Consideration of nutrient level is critically important in the assessment of the epidemiological evidence. For example, among the first three prospective epidemiological studies reporting on the association of dietary antioxidants and the risk of Alzheimer's disease, two studies found associations of high vitamin E intake from food sources and reduced disease risk (2, 3) and one found no association (4). Close examination of the reported intake levels of these study populations revealed that vitamin E intake was very low in the study with null findings (max. 4.7 mg/day), and the median intake levels of the other two trials was significantly higher (min. 10.5 mg/day). Thus, a plausible explanation for the null association is that the range of vitamin intake in this study population was below the level of protective benefit to observe an association.
Nutrient levels are rarely considered in trial inclusion criteria. Further, trial volunteers are typically healthy behavior–seeking individuals and are unlikely to have low nutrient intake. More probably, intake levels are already at the level for optimal functioning and further supplementation provides no additional benefit. Some RCTs examining the effect of vitamin E supplementation on cognition have suggested null results (5, 6). Of note, none of these trials targeted individuals who had low dietary intake. Analysis afterwards showed that among women whose vitamin E consumption at baseline was low (less than the median intake of 6.1 mg/day), vitamin E treatment of 435 mg every other day significantly slowed the rate of cognitive decline compared with placebo, whereas there was no effect among women whose baseline intake was already high (greater than 6.1 mg/day) (5). Analysis of the other negative study showed that trial participants were allowed to take multivitamin supplements containing nutrient concentrations that were as high as the currently recommended dietary allowance level (15 mg/day) (6).

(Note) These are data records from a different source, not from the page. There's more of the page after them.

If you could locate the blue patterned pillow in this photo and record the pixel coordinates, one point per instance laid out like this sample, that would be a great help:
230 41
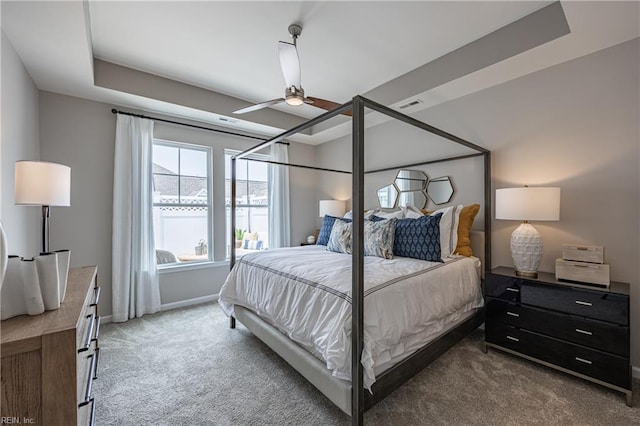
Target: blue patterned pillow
325 229
418 238
340 238
379 237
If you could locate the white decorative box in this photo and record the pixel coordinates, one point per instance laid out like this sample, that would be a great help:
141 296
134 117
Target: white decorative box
583 253
593 273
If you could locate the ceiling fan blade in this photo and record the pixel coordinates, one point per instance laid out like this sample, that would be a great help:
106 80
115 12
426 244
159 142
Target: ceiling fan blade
325 104
259 106
290 64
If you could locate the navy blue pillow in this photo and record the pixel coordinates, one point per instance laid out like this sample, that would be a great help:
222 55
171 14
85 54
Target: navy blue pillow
325 229
418 238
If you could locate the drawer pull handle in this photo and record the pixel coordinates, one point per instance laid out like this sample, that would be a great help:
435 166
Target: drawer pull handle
93 412
97 330
586 361
87 340
87 389
96 296
97 356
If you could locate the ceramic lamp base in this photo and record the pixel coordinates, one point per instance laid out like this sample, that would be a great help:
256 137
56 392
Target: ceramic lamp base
526 250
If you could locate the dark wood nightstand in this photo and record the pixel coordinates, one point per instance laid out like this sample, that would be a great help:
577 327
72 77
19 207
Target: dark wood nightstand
574 328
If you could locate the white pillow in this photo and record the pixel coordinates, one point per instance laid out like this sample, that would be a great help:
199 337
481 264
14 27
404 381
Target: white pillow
412 212
449 229
398 214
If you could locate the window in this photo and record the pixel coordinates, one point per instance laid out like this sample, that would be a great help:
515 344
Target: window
252 203
181 202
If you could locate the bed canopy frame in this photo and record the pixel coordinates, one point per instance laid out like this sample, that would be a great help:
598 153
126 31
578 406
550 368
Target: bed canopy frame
400 373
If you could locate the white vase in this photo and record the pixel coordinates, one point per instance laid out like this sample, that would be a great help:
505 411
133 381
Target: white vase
64 257
49 278
31 291
20 294
12 293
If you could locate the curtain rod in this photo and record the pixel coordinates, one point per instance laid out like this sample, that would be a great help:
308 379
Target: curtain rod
195 126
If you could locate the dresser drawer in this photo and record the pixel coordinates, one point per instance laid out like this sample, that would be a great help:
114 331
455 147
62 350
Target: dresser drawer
592 333
595 304
502 287
589 362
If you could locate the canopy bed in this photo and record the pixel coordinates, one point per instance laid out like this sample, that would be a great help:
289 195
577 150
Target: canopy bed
333 288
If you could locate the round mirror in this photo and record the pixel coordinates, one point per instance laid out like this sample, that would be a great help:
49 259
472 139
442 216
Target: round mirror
440 190
387 196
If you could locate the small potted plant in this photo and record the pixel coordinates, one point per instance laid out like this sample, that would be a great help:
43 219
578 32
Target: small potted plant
239 234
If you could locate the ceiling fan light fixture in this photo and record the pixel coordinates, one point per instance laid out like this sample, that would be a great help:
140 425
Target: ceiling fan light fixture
294 101
294 96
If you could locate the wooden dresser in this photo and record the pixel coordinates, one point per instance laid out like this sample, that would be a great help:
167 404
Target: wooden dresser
48 361
579 329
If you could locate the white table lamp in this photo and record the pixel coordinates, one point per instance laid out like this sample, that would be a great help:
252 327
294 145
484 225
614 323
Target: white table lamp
331 208
40 183
527 204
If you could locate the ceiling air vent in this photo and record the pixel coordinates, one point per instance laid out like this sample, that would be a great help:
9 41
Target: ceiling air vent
410 104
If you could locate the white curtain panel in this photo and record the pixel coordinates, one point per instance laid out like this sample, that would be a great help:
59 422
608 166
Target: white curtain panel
279 217
135 278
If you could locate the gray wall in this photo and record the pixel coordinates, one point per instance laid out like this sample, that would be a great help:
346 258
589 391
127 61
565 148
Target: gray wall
19 141
574 125
81 134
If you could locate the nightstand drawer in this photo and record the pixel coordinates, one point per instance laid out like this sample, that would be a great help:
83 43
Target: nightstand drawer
592 333
506 288
595 304
589 362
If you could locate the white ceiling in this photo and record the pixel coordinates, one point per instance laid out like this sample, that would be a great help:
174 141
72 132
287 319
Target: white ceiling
230 48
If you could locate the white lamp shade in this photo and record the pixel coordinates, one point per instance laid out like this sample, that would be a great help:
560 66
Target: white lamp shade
42 184
331 208
528 203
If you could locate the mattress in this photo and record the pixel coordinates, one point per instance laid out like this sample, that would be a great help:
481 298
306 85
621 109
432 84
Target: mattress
305 292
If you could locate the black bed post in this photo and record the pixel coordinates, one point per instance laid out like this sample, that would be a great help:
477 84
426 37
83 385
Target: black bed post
232 261
357 259
487 211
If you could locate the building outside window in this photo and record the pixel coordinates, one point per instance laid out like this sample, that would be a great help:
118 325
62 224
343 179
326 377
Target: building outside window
182 204
252 203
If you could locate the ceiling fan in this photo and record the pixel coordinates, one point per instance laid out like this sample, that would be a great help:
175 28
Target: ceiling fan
294 93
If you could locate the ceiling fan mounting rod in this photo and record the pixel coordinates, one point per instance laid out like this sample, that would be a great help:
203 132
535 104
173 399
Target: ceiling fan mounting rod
295 30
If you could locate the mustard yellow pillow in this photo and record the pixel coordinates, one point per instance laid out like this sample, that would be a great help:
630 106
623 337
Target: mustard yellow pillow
467 215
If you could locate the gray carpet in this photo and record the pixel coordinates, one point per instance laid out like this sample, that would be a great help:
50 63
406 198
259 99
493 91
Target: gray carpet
186 367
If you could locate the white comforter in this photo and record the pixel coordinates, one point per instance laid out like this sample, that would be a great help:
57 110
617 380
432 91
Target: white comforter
305 292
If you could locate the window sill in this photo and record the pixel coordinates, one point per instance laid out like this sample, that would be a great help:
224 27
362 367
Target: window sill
182 267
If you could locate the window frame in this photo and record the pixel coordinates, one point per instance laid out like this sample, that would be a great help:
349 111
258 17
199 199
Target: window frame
256 156
210 216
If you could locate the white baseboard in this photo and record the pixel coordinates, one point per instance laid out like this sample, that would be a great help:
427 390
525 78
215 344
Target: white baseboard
106 319
189 302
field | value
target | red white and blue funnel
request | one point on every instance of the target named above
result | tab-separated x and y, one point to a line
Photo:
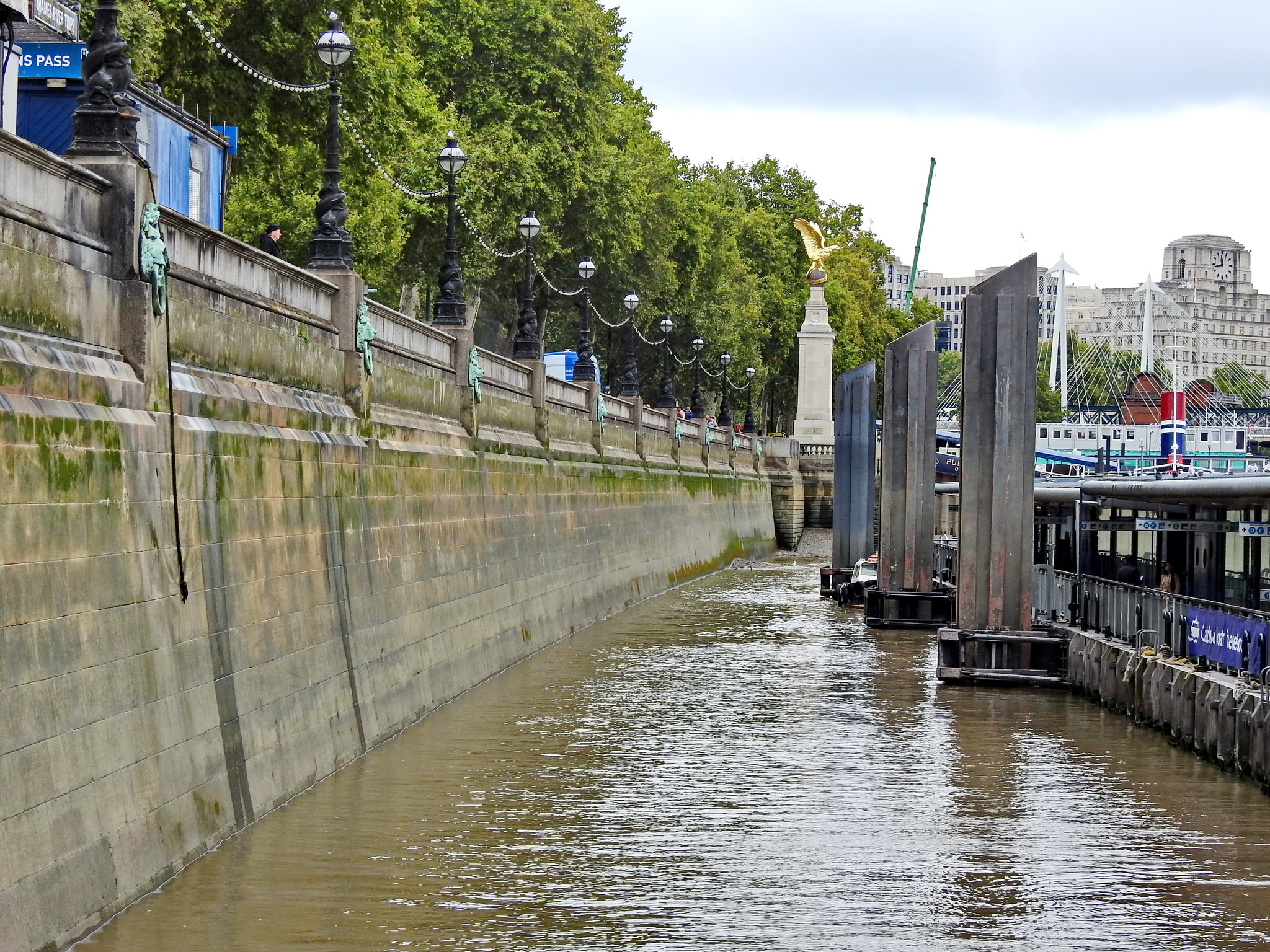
1173	428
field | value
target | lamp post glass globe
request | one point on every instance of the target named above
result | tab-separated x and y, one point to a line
334	47
453	157
528	226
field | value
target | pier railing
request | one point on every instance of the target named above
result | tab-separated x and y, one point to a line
1137	616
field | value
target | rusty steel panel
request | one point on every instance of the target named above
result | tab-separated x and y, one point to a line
855	464
906	557
998	451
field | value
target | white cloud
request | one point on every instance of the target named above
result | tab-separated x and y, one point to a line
1015	59
1103	128
1109	196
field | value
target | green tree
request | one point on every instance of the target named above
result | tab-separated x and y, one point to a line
534	90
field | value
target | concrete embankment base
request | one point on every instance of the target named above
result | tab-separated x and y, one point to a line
1207	712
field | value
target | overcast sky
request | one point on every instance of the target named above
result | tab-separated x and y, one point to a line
1100	130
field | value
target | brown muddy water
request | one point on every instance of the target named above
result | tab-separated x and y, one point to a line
739	765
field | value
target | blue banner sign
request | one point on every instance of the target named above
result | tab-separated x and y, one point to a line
51	60
1185	526
1226	639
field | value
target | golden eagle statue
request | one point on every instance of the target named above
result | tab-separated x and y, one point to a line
813	240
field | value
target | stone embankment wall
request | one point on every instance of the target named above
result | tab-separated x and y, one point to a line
357	549
1207	712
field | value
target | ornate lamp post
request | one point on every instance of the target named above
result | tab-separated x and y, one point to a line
748	427
585	369
629	385
666	399
331	245
103	122
450	307
527	347
698	404
726	407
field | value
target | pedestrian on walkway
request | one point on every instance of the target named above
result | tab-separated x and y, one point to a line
270	240
1128	573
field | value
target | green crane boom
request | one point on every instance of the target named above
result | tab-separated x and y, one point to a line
917	250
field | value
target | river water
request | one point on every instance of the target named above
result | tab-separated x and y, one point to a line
739	764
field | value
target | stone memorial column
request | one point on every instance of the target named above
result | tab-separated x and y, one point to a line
814	420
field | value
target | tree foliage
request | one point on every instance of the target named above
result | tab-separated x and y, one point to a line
535	93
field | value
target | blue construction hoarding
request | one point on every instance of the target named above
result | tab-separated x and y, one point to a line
189	157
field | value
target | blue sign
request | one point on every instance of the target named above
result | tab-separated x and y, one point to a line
1226	639
51	60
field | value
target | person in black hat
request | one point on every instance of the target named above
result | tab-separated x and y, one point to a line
270	240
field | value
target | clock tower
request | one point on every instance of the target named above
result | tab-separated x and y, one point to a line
1208	263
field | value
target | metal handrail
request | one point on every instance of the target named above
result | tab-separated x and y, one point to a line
1128	612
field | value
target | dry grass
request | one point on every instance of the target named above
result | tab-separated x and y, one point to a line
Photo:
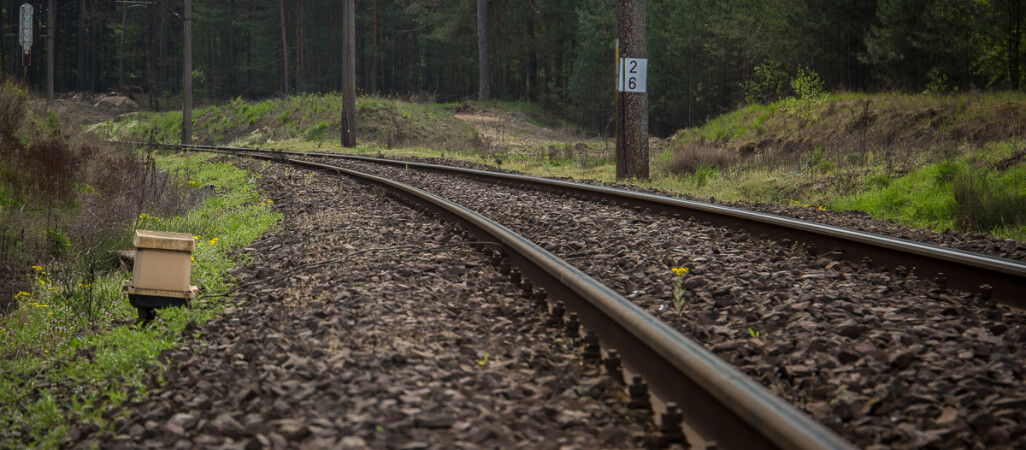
689	158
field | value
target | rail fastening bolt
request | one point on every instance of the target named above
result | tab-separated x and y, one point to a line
540	295
613	365
986	292
515	277
528	289
557	313
573	326
592	350
670	431
638	392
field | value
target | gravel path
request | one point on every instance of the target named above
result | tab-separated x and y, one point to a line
886	361
363	324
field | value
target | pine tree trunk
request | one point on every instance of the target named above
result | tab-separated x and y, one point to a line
349	74
373	46
80	80
482	50
300	47
284	49
93	49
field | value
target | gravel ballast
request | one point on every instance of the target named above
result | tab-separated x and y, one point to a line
364	324
884	359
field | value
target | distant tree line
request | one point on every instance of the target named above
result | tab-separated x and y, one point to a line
706	56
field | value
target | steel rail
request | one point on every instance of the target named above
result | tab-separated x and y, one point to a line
721	403
992	278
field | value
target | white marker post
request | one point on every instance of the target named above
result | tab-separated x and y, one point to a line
634	75
632	145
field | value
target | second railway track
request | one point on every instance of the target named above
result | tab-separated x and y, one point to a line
864	351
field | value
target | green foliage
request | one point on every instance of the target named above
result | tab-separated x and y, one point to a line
57	358
949	195
807	96
316	132
767	84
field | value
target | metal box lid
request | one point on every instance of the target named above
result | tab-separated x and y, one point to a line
164	241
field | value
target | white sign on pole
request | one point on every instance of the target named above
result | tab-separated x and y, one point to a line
633	74
25	28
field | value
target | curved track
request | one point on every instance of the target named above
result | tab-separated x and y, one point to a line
990	278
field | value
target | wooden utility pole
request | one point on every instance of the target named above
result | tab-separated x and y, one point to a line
349	74
482	50
187	79
50	34
632	145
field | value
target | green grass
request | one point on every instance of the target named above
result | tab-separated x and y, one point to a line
889	170
302	118
47	382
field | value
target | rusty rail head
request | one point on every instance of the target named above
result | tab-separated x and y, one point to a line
718	401
725	405
993	278
999	279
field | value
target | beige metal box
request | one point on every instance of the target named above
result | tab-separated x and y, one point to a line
162	263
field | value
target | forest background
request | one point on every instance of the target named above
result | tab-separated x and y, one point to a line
706	56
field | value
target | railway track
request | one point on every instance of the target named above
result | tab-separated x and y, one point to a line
975	419
717	402
990	278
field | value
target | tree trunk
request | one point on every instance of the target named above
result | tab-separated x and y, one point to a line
50	34
349	74
93	48
300	46
1015	39
482	50
284	48
632	157
187	78
121	47
373	46
80	80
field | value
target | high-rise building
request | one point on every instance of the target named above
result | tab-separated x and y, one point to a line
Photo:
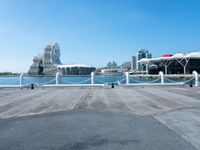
133	63
142	53
112	65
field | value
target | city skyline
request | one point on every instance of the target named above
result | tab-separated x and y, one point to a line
95	32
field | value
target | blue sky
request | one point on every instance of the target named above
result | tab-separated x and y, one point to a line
95	31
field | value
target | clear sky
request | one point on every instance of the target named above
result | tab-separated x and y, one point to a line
94	32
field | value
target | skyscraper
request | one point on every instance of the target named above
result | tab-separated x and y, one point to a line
133	63
142	53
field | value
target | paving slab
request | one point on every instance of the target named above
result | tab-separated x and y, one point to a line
88	130
184	122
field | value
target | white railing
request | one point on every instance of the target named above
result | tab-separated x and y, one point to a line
163	78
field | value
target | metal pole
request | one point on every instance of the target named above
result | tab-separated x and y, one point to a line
57	78
92	77
196	78
162	77
21	79
127	77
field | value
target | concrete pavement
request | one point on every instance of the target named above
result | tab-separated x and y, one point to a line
99	118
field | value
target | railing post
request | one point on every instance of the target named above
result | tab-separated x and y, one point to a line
21	79
92	77
57	78
161	77
196	78
127	77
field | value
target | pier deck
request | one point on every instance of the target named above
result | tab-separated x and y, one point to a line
100	118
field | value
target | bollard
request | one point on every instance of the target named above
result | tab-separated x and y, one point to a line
196	78
57	78
162	77
112	85
21	79
32	86
191	84
92	77
127	77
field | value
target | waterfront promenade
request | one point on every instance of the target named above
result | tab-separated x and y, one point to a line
139	118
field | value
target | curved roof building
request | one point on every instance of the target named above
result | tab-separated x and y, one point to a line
178	63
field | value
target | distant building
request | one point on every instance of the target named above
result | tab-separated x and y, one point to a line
112	65
142	53
126	66
49	63
109	72
133	63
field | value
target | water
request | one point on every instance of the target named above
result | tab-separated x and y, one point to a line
87	80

Published and ongoing RCTs of the effect of docosahexaenoic acid, an omega-3 fatty acid in fish oil, on cognitive decline and dementia have the same design flaw. The published trials report null findings. The exclusion criteria for these trials at best omitted persons who consumed more than three fish meals per week (7, 8) This is far above the level of just one fish meal per week observed to be associated with a reduced dementia risk in the majority of prospective epidemiological studies.
In a rare example of a vitamin supplement trial that targeted individuals who were found to have insufficient folate intake, participants were randomized to receive 800 μg/day of folic acid or placebo for three years (9). During this period, folate levels among treated individuals significantly increased, and homocysteine concentrations decreased. The folic acid–treated participants had significantly slower rates of decline in cognitive function on multiple tests compared with the placebo group.
Clinical trials are both costly and important for substantiation of nutrient effects on health. The public health may be better served by initially conducting trials in individuals with insufficient intakes and, if effective, further testing the effectiveness of supplements in those with adequate intake levels.”